5 réflexions sur “Planification publique et carte carbone”

  1. La vitesse et la précipitation , le déni de réalité, une info qui chasse l’autre, les me(r)dias qui nous amusent et nous abusent etc. Et puis nos activités diverses et variées, qui vont des plus essentielles (vitales) aux plus futiles. Voilà en effet à quoi peut se résumer notre train-train quotidien. On peut toujours le déplorer mais en attendant c’est comme ça. Ce n’est pas parce qu’on sait que tout a une fin et qu’un jour on doit mourir, que le monde va et devrait s’arrêter de tourner. En attendant il nous faut vivre.
    Carte carbone ou pas, un jour prochain c’est sûr, il n’y aura plus de pétrole. Ce qui ne changera pas grand chose au quotidien du paysan soudanais. Pour nous évidemment ce sera une toute autre paire de manches.

  2. – « La planification, une idée d’avenir » (article Le Monde)
    N’importe quoi ! Il y a un an Macron «ressuscitait» le Commissariat général du Plan. Et il en confiait la direction à Bayrou («haut-commissaire au plan» Rantanplan).
    Comme si la Planification avait un jour disparue. Alors que cette institution existe depuis 1946 et qu’elle n’a jamais disparue, elle n’a seulement fait que changer de nom et d’emballage. En quoi ça change que ce soit un plan ou une stratégie ? D’autant plus quand on n’a pas de projet. Hors-mis la Croissance bien sûr. Et ON nous raconté que ce «nouvel» outil servira à planifier une politique économique, à identifier les gisements de croissance futurs, à définir une perspective, à fixer un cap (sic) et patati et patata. N’importe quoi ! De toute façon il y a un an personne n’a écouté, Covid oblige. Et aujourd’hui c’est pareil. Personne n’en a rien à foot du plan et de la planification.

    1. Notons en passant que des plans nous n’en avons jamais eu autant. Sans compter les rantanplans, et les plans plans ou inclinés pour se promener, marcher ou skier, et des plans d’eau pour ramer, barboter, patauger etc. nous n’avons certainement jamais eu autant de plans gouvernementaux. Pour tout et n’importe quoi !
      Plan d’action pour les zones humides, Plan de gestion de la rareté de l’eau, Plan de prévention et de lutte contre l’illettrisme, Plan de lutte contre l’illectronisme (illettrisme numérique nouveau fléau), Plan national de santé publique, Plan cancer, Plan Vigipirate, Plan immigration, Plan de cohésion sociale, etc. etc. sans oublier le Plan d’actions Covid-19.
      La Planification c’est comme la Qualité, et tant d’autres choses, c’est quand on en fait le moins qu’on en parle le plus.

  3. Le modèle se réfère aux britanniques, mais au Royaume-Uni le climat est globalement homogène du nord au sud, peu de déclinaisons de climat, donc c’est déjà plus facile de mettre tous les individus sur le même pied d’égalité.
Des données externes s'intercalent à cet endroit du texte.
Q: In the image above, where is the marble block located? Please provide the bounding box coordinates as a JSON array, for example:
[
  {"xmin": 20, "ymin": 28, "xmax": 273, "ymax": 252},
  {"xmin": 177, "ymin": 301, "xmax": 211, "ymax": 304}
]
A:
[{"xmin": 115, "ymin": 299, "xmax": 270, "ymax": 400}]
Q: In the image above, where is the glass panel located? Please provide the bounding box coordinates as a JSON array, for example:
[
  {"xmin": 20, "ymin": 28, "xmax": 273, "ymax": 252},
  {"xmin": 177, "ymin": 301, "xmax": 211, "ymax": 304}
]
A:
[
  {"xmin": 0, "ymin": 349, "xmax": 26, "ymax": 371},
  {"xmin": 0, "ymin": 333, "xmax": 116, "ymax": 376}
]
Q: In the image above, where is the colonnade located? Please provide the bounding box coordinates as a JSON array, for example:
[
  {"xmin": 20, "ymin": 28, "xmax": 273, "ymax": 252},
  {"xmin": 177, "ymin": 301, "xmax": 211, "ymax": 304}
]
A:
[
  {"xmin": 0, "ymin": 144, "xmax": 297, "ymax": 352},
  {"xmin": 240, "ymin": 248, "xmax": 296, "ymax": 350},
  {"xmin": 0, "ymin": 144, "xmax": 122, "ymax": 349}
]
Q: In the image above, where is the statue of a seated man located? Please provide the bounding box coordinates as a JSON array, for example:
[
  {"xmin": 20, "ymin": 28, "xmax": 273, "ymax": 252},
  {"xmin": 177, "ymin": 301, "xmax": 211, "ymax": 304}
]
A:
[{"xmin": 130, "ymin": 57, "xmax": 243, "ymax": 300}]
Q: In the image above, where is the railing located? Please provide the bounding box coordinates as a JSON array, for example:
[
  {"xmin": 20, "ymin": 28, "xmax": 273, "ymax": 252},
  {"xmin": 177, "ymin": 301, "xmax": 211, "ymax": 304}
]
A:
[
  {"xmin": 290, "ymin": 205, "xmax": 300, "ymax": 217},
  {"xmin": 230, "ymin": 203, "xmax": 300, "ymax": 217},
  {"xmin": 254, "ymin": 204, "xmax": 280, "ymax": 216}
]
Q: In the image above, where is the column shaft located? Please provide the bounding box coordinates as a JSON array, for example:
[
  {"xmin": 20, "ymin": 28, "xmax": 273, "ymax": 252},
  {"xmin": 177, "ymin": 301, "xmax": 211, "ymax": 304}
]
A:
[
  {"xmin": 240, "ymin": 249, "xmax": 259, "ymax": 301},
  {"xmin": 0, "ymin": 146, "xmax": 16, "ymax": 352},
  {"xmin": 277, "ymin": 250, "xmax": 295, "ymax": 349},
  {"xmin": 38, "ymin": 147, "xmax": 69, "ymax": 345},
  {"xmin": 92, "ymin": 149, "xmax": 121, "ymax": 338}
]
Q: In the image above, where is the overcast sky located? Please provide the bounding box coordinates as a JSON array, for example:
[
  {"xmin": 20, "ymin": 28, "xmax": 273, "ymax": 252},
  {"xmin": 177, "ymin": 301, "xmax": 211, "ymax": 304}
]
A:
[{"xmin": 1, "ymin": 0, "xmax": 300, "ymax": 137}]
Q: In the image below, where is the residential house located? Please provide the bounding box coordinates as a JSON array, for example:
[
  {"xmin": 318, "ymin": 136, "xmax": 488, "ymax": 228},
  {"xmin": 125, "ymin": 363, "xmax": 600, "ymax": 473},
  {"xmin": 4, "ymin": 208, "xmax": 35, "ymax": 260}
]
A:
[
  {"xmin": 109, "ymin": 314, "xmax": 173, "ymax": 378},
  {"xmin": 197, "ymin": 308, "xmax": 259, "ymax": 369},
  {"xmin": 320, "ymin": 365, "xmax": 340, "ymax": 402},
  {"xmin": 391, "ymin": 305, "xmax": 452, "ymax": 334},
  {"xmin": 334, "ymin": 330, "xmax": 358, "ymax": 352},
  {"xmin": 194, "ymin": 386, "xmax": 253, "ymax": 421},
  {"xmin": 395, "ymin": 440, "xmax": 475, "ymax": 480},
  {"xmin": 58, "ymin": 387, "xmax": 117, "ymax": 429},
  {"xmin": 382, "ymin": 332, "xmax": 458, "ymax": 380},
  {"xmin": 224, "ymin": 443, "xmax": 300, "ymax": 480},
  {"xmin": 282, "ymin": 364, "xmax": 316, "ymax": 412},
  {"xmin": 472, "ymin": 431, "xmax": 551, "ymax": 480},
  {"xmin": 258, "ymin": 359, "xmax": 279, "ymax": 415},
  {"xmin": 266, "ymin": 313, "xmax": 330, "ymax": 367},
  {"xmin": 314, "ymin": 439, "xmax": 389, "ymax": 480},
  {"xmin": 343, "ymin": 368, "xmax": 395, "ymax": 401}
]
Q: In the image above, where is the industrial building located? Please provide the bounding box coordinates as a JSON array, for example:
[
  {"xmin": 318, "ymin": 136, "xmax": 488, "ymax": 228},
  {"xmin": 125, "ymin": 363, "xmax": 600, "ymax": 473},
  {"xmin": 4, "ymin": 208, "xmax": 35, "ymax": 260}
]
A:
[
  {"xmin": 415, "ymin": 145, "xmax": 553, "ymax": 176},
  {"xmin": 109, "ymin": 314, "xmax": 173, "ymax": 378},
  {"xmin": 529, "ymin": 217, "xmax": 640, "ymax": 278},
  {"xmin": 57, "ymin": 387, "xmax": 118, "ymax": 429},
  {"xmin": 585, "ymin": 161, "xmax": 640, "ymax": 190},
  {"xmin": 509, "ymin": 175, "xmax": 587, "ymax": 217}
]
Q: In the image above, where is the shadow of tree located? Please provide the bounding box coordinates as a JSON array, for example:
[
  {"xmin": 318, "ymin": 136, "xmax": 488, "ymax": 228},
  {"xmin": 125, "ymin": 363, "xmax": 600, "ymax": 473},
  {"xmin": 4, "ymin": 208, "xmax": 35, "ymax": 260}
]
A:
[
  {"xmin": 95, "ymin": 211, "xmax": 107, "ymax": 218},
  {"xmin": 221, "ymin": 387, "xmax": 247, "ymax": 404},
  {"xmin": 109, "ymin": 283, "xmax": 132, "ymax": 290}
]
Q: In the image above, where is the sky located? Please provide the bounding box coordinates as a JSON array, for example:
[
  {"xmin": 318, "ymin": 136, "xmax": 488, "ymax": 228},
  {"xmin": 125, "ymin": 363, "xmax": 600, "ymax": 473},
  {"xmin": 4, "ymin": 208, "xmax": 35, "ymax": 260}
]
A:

Mais en France avec plusieurs micro-climats disparates du nord au sud de l’hexagone, comment constituer les barèmes ? En effet, si par exemple pour le chauffage je donne exactement le même quota à tous les individus, ça va quand même hurler sous les chaumières, car sur le pourtour méditerranéen les individus seront systématiquement vertueux pour le chauffage et il leurs restera automatiquement du crédit, tandis qu’au nord de la France et dans les Alpes Auvergne ainsi qu’à l’Est où l’on se grelotte sévère par un froid durable et humide, il est clair que tout le monde n’aura pas assez de crédit et se coltiner de violentes grippes.

    1. Comme on peut le voir, cette idée de carte carbone ne mène à rien. Si ce n’est au grand n’importe quoi. Toutefois «Les chercheurs londoniens de la Royal Society for Encouragement of arts, manufactures & commerce (RSA) étudient la mise en place de cartes-carbones.» Autrement dit ça les occupe, en attendant.
      Ton problème de chauffage selon les micro-climats peut facilement se résoudre. Justement grâce à cette fumeuse Carte carbone. Ceux qui grelottent en hiver pourront déjà revendre aux chercheurs londoniens une partie de leurs toutes aussi fumeuses «unités-carbone». Ainsi ils pourront s’acheter un gros pull et un caleçon, et ainsi ils deviendront «vertueux». Et si en plus ils ne prennent jamais l’avion, alors ils pourront en revendre encore plus pour pouvoir s’acheter du gasoil ou du super, et ainsi ils pourront rouler plus. Comme tu vois c’est super.